That is what the Prime Minister told the Labour party conference in 1997.

Since then, at least 100,000 people have been forced to sell their homes to pay for their care. Those people had every right to expect that things could only get better after the general election. By the end of this Parliament, the essentials of our long-term care system will remain the same. We will have had a lot of consultation but not much delivery.

What the Secretary of State said was welcome in that it removed some of the veils behind which the Government have been working--feverishly, I hope--to respond to the royal commission. Unfortunately, it was little more than window dressing because it ducked some of the fundamental questions that were raised and, I believe, answered in the report.

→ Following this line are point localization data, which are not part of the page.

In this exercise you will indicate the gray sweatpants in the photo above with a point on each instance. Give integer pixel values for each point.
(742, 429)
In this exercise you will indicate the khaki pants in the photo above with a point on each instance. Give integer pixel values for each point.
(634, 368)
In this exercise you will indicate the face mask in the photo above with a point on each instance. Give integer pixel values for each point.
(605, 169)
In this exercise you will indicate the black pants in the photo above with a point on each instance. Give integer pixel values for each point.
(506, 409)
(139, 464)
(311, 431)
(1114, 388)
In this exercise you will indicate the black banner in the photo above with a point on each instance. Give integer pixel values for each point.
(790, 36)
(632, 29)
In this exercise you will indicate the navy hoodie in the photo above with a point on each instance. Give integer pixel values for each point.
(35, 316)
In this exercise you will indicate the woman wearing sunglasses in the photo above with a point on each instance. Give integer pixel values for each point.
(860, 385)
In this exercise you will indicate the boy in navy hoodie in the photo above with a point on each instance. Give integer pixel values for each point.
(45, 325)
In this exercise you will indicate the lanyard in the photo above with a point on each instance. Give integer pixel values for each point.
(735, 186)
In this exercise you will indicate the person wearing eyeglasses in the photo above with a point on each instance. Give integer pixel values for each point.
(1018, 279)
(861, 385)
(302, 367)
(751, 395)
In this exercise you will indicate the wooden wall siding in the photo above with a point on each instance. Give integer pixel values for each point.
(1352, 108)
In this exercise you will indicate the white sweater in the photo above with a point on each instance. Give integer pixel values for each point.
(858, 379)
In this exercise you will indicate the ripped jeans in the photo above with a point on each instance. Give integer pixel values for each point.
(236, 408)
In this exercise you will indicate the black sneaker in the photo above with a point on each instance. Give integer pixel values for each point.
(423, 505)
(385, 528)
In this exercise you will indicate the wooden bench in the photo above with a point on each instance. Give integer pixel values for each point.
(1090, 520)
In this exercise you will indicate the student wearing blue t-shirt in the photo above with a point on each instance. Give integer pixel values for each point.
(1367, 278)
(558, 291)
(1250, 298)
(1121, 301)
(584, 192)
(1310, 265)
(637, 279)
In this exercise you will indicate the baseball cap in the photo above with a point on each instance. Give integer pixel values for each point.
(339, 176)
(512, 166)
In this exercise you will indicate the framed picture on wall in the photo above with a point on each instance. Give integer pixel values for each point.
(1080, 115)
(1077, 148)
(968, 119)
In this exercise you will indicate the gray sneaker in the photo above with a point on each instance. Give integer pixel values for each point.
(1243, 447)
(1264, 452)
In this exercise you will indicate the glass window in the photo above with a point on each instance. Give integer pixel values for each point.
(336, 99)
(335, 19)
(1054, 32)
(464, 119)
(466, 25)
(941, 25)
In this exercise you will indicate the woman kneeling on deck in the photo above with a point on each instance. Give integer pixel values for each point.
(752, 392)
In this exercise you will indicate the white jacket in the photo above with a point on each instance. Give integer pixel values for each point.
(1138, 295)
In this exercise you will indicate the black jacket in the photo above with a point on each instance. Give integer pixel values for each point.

I start with a proposition that I hope all hon. Members can agree with: the current system for funding long-term care cannot continue. The status quo is not an option because we are all living longer. As the Secretary of State rightly said, that should be a cause for celebration, but too often the talk is of crisis, demographic time bombs and tidal waves. Such language is unhelpful and divisive because it sets generation against generation and sets older people apart. What is more, it is not true.

The trends are clear, but they are not new. We have had birth certificates to enable us to plan for many years. We know that over the past 100 years, the number of people aged over 85 has increased 15 times. By 2050, there will be three times more people over 85 than today. The demographic time bomb is not ticking; it has already gone off.

As things stand, the way in which long-term care operates robs people of their dignity and drives them into dependency. Care is means-led, not needs-led. Who pays for care depends on where they are being cared for. The economics of health and social care are warped and twisted. Putting means testing at the front end of assessment drives people into high-dependency, high-cost institutionalised care. As a result, the NHS and social services are locked in a vicious circle of crisis management. Bed blocking, cost shunting and buck passing are the hallmarks of the system. This drives standards down, wasting resources and delivering poorer outcomes for many people.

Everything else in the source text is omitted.